Actually, there is some evidence of serious strategic thinking in this regard (Paschal Donohoe, ‘Aligning Ourselves with “Our Friends in the North”’, The Sunday Business Post, 1 April 2018). Ireland has joined a group of small open northern European countries – Denmark, Finland, the Netherlands, Estonia, Lithuania, Latvia and Sweden – in creating the so called New Hanseatic League. (The original Hanseatic League was a commercial and defensive confederation of merchant guilds and market towns. It came to dominate Baltic maritime trade for three centuries from the late 1100s along the coasts of Northern Europe.) The purpose of this initiative is to balance the predominant influence of France and Germany in shaping the direction of European integration in the future. This, as might be expected, is somewhat resented by the larger countries. It was attacked last November by Bruno Le Maire, the French finance minister as being ‘dangerous for Europe’ (‘Euro-Zone Reform: Gang of Eight’, The Economist, December 8–14, 2018, p. 26). Nevertheless, it makes sense for Ireland to align itself with this group. The Nordic countries and the Netherlands are noted for being socially progressive, economically efficient and fiscally prudent.
THE INSANE CAN STILL HAPPEN
Ireland is now at a critical juncture because of Brexit. It is sobering to recall that in the 90 years or so since we gained our independence, Ireland has looked into the abyss of economic destruction four times. The first was in the 1930s when De Valera took over and moved policy from agricultural Laissez Faire to import substitution industrialisation. The second was in the 1950s when Lemass and Whitaker reversed course towards export-orientated industrialisation and ultimate membership of the EEC. The third time was in 1987 when a combination of the Single European Act, two currency devaluations and Social Partnership took the country off the rocks. Then we had the shock of the 2008 crisis.
This empirical evidence of boom and bust economic cycles strongly suggests that we have to migrate towards a more stable and sustainable model of development. Brexit could be a catalyst for Ireland to embark on a new direction with new partners in Europe.

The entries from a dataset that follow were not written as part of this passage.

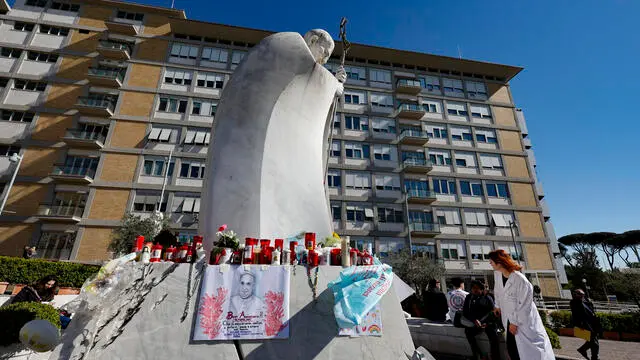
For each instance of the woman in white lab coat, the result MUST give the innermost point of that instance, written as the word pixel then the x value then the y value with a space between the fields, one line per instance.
pixel 526 336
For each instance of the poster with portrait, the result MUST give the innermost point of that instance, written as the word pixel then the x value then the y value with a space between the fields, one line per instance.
pixel 243 302
pixel 371 326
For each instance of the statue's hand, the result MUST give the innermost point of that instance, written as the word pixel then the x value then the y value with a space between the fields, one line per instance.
pixel 341 74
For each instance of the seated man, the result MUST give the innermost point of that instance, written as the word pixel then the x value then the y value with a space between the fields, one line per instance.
pixel 478 309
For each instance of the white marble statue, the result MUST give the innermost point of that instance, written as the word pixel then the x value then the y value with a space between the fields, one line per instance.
pixel 265 167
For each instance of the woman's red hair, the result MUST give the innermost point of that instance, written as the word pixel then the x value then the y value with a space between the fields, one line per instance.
pixel 501 257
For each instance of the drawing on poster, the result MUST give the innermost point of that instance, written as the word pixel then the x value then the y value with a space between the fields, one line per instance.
pixel 243 302
pixel 371 326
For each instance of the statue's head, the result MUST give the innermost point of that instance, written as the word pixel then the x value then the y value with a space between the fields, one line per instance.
pixel 320 43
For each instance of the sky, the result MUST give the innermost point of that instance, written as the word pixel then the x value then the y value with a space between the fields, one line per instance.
pixel 580 60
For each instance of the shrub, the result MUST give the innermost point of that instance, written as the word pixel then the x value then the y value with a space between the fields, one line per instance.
pixel 554 338
pixel 26 271
pixel 14 317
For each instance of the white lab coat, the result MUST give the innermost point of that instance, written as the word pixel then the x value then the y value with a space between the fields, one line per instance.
pixel 515 299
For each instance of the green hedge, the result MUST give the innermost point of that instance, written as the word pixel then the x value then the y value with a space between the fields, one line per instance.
pixel 626 322
pixel 26 271
pixel 14 317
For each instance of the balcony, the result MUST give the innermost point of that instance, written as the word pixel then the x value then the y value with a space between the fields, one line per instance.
pixel 422 229
pixel 105 77
pixel 413 137
pixel 415 196
pixel 120 27
pixel 408 86
pixel 85 139
pixel 96 106
pixel 76 175
pixel 62 214
pixel 416 165
pixel 410 111
pixel 114 50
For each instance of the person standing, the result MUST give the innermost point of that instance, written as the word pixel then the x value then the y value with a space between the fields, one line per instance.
pixel 584 316
pixel 455 297
pixel 435 302
pixel 526 337
pixel 477 309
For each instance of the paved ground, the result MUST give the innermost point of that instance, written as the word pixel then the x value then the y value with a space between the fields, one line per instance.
pixel 609 350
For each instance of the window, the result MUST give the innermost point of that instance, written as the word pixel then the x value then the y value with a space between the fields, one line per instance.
pixel 335 149
pixel 440 157
pixel 358 180
pixel 476 217
pixel 390 215
pixel 237 56
pixel 178 77
pixel 380 76
pixel 204 107
pixel 453 87
pixel 356 150
pixel 432 106
pixel 20 26
pixel 431 83
pixel 8 150
pixel 10 52
pixel 215 55
pixel 453 250
pixel 184 51
pixel 381 100
pixel 8 115
pixel 459 109
pixel 448 217
pixel 480 250
pixel 384 152
pixel 355 73
pixel 382 125
pixel 476 90
pixel 444 186
pixel 198 137
pixel 38 3
pixel 210 80
pixel 356 123
pixel 192 170
pixel 334 179
pixel 387 182
pixel 172 105
pixel 486 136
pixel 129 15
pixel 354 97
pixel 480 111
pixel 497 190
pixel 52 30
pixel 359 213
pixel 29 85
pixel 471 188
pixel 157 168
pixel 438 132
pixel 65 6
pixel 42 57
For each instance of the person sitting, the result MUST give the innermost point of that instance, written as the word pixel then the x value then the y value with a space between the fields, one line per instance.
pixel 478 308
pixel 435 302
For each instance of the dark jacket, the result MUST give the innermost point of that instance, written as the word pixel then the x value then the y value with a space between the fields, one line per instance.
pixel 435 305
pixel 583 315
pixel 476 307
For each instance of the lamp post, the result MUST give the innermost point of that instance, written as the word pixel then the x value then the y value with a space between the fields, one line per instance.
pixel 17 159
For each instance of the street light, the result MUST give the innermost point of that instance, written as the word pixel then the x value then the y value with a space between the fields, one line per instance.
pixel 13 158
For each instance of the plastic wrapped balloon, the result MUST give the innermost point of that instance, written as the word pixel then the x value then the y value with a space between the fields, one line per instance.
pixel 39 335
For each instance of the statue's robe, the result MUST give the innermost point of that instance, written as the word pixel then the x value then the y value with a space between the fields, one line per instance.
pixel 266 166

There is likely to be considerable turbulence while Britain and Europe realign their relationship. A combination of a soft Brexit and a re-imagining of our engagement with Europe could put Ireland on a more sustainable path economically and socially in the form of a Nordic-style social market economy. But as of now the auguries are not so good. The Great War of 1914-1918, which we have recently commemorated, reminds us that the utterly insane can easily happen. Then, as now, the Irish question paralysed Westminster politics. How enduringly relevant is Churchill’s observation (in a speech in the House of Commons, 22 February 1922):
The whole map of Europe has been changed … But as the deluge subsides and the waters fall short we see the dreary steeples of Fermanagh and Tyrone emerging once again. The integrity of their quarrel is one of the few institutions that have been unaltered in the cataclysm which has swept the world.
It there any merit in the suggestion that Britain and Ireland could negotiate for joint-associate membership of the EU?